Ultimately, SB 212 provides an easy, free way for ultimate users to properly dispose of their covered drugs and home-generated sharps waste. The covered entities need to outline how they will comply with the program for covered drugs and sharps. They can do this by either:
1) Becoming an independent “program operator,” or
2) Joining a stewardship organization that serves as a “program operator” on behalf of a collective of covered entities.
In either case, the program operator will design a stewardship program and submit their stewardship plan to state regulators for approval. The stewardship plans must meet all requirements of SB 212, as well as regulatory requirements that have yet to be finalized.
SB212 Regulations will be effective January 1, 2021
First signed into law in September, 2018, SB 212 directs California’s Department of Resources Recycling and Recovery (CalRecycle) to adopt the regulations effective January 1, 2021. According to its timetable, stewardship plans must be submitted to CalRecycle within six months after the regulations are formally adopted.
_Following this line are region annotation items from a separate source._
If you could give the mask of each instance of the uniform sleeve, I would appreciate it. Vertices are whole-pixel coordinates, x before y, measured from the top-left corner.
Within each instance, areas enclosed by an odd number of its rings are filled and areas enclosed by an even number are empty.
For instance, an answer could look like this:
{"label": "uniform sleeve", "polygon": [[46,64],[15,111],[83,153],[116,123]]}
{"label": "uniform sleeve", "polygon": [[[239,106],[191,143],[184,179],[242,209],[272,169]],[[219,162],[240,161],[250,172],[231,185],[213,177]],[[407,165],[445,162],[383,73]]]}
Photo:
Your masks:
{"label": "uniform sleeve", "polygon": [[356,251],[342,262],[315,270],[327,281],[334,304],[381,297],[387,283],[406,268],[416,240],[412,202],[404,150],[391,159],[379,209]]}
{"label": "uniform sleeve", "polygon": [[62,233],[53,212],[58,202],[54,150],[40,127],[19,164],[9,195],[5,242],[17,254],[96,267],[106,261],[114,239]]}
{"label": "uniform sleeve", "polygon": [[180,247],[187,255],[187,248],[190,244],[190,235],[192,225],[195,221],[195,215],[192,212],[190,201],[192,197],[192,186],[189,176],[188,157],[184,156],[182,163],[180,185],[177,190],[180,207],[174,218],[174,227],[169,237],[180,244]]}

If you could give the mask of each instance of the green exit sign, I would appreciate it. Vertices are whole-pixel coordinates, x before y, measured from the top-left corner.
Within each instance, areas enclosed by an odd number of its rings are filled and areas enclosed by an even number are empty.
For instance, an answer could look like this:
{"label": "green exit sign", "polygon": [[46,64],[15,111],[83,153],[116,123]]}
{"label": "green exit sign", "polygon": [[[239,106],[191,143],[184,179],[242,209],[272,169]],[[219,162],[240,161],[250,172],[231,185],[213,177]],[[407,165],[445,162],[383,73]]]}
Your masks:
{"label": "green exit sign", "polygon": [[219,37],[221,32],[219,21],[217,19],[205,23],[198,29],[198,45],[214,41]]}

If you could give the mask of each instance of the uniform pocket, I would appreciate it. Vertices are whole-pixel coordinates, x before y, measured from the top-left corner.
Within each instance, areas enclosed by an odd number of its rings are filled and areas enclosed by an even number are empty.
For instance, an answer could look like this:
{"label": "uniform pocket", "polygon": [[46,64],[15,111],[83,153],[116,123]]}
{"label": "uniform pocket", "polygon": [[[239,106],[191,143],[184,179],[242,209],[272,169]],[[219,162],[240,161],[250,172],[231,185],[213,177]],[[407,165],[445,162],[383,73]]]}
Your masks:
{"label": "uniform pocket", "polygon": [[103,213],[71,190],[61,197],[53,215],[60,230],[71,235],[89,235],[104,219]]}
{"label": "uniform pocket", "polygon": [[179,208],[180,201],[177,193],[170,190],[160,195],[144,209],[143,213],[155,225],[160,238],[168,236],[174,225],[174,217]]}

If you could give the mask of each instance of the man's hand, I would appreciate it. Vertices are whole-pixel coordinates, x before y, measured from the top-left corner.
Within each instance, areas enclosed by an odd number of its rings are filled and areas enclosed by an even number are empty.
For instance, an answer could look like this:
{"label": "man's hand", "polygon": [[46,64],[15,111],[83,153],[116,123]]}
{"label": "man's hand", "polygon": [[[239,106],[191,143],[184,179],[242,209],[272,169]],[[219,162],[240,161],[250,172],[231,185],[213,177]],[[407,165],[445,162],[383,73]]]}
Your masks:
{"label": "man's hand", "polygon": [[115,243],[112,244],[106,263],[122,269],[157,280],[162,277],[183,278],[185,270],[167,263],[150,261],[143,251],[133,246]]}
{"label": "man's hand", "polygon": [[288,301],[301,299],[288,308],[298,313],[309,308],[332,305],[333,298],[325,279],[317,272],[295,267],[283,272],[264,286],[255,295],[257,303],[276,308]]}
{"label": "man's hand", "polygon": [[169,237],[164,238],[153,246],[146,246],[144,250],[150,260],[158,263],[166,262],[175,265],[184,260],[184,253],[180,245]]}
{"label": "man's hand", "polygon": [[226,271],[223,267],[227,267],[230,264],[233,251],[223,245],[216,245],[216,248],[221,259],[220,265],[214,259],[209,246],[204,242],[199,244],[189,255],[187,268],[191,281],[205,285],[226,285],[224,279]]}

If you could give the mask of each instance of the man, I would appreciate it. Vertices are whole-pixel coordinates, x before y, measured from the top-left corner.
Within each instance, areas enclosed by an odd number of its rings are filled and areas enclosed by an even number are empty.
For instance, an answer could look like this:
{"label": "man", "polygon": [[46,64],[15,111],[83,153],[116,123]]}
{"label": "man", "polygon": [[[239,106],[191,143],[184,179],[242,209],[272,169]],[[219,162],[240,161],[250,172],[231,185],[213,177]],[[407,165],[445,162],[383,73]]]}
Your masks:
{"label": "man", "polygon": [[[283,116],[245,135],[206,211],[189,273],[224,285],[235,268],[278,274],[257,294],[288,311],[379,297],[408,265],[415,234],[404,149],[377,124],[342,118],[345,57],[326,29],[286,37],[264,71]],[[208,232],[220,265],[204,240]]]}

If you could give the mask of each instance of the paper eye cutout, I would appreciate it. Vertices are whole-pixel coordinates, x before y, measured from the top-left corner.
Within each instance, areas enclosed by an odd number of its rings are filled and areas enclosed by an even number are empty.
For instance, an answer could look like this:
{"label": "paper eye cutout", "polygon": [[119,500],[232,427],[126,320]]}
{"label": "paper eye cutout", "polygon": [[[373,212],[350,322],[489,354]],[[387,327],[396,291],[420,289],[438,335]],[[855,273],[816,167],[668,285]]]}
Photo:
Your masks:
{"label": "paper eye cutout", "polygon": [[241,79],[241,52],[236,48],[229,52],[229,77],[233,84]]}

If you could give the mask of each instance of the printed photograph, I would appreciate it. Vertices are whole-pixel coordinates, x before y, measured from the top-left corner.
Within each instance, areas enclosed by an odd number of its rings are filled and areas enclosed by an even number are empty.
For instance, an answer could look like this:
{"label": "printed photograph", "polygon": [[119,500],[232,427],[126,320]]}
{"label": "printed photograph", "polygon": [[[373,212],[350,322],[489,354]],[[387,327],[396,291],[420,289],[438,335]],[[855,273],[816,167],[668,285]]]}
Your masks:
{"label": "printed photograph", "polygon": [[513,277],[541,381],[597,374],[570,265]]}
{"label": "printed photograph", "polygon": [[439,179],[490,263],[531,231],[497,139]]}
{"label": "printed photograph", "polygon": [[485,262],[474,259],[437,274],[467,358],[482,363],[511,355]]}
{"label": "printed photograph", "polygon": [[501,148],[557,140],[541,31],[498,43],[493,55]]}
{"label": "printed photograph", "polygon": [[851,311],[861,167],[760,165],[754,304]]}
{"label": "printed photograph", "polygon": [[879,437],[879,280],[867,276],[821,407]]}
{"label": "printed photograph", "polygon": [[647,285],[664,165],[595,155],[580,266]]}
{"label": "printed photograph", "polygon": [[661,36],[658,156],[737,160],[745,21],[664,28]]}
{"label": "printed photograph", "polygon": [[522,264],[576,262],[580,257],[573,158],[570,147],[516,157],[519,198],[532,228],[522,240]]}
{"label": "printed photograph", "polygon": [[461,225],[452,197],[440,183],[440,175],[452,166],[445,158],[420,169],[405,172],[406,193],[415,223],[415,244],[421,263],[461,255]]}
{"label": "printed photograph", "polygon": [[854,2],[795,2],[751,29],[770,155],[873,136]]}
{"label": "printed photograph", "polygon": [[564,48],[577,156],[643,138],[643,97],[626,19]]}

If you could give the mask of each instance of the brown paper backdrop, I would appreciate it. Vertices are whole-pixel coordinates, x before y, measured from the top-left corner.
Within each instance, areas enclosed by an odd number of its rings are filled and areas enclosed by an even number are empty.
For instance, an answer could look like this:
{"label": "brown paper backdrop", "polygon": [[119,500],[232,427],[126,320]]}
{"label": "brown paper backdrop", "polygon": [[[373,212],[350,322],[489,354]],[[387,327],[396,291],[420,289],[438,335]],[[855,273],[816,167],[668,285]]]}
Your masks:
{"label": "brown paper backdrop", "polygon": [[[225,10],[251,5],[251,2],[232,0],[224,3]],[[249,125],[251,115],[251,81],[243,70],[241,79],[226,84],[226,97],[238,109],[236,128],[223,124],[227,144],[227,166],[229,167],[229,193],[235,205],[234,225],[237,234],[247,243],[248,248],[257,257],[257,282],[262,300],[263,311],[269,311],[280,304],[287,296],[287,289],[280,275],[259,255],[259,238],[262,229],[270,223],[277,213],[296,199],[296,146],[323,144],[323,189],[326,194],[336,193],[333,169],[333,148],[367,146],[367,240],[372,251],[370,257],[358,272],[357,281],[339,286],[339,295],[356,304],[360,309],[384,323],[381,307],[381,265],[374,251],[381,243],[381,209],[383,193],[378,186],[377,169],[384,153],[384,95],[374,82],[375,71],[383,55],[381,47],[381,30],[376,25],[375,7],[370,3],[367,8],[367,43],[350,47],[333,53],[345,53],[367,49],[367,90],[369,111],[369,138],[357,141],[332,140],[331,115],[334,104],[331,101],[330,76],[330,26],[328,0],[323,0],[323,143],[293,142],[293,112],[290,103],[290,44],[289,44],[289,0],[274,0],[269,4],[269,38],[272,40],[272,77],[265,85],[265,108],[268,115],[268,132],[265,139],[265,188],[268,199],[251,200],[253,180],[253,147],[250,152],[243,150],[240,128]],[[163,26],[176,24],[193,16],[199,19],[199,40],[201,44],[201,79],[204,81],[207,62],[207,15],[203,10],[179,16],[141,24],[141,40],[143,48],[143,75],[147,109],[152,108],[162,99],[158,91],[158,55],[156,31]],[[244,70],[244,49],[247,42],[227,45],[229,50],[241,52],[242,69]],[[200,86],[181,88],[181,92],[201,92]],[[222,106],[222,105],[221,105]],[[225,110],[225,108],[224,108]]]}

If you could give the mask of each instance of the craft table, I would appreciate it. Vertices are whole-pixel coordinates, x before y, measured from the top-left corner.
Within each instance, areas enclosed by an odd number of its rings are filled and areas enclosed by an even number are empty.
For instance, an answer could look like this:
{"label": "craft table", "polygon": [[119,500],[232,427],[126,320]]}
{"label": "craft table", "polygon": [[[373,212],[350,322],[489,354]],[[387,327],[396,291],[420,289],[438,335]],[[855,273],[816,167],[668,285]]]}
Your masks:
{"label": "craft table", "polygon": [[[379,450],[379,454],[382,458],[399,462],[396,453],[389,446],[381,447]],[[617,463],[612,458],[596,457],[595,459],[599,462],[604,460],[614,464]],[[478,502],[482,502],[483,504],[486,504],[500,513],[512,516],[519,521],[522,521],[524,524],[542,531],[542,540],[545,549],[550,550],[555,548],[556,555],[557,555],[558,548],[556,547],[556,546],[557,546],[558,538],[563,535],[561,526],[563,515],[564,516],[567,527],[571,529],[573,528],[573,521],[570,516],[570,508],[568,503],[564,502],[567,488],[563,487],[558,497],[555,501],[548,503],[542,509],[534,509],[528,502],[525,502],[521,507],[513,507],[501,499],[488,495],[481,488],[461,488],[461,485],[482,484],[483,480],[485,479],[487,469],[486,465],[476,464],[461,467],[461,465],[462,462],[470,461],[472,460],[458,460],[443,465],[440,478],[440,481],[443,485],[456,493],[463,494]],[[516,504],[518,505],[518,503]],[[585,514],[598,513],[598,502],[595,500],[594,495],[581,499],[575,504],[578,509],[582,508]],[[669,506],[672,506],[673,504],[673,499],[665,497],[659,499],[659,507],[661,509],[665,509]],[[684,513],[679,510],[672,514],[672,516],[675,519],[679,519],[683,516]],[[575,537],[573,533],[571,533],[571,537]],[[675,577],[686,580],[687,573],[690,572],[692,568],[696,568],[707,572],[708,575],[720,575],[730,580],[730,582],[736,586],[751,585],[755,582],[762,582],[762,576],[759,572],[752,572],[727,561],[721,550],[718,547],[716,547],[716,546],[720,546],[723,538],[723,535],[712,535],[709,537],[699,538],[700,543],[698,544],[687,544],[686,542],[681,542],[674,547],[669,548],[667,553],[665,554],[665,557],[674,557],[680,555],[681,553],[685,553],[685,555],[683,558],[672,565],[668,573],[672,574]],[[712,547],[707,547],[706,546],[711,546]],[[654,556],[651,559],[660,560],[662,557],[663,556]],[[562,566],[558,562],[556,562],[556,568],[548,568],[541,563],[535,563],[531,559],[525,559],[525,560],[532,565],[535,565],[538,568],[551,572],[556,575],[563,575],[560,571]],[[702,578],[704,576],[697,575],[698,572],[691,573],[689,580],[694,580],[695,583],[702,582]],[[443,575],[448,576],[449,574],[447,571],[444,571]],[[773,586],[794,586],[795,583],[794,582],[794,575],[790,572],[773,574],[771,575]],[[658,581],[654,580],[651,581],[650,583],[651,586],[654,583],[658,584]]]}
Program operators must fully implement their approved stewardship programs within 270 days after stewardship plan approval.
CalRecycle provides a great list of resources for more information about SB 212. It also highlights the department’s rule-making efforts. Another great resource is the California’s Department of Health’s list of home-generated sharps and pharmaceutical collection locations.
Why is SB 212 necessary?
According to the CalRecycle, SB 212 and its associated regulations will likely lead to many positive public health and environmental benefits.
Examples of these include a reduction in:
- Needle-stick injuries in waste facilities and among sanitation workers
- Accidental poisonings from unused medications stockpiled in homes
- Prescription drug abuse, and
- Pharmaceutical products ending up in sewers and landfills.
In light of the problems created by pharmaceuticals and sharps waste that either go unused or are improperly disposed, California lawmakers passed SB 212.
This law applies an “Extended Producer Responsibility” approach to safely manage this waste stream. California is the first state to have such a law. It requires state-wide stewardship programs for both pharmaceuticals and home-generated sharps waste.
What is Extended Producer Responsibility (EPR)?
EPR “extends” the responsibility of sharps and drug disposal to the producers of those products. Not to consumers and local governments.
The California Product Stewardship Council, which sponsored SB 212, said that doing so would:
- Put responsibility on the producer, so they can make informed marketing and design decisions
- Integrate the cost of waste treatment and disposal into the total cost of the products
- Help keep environmental impact of products top of mind, for producers, generators AND consumers.
What About Small Business Sharp Generators?
Businesses who produce medical waste such as sharps will continue to abide by California’s Medical Waste Management Act.
They can contract with a medical waste transport and disposal company. Or, they can use a mail-back service, which may be a more economical option for smaller medical waste generators (those with 30 lbs. or less a month).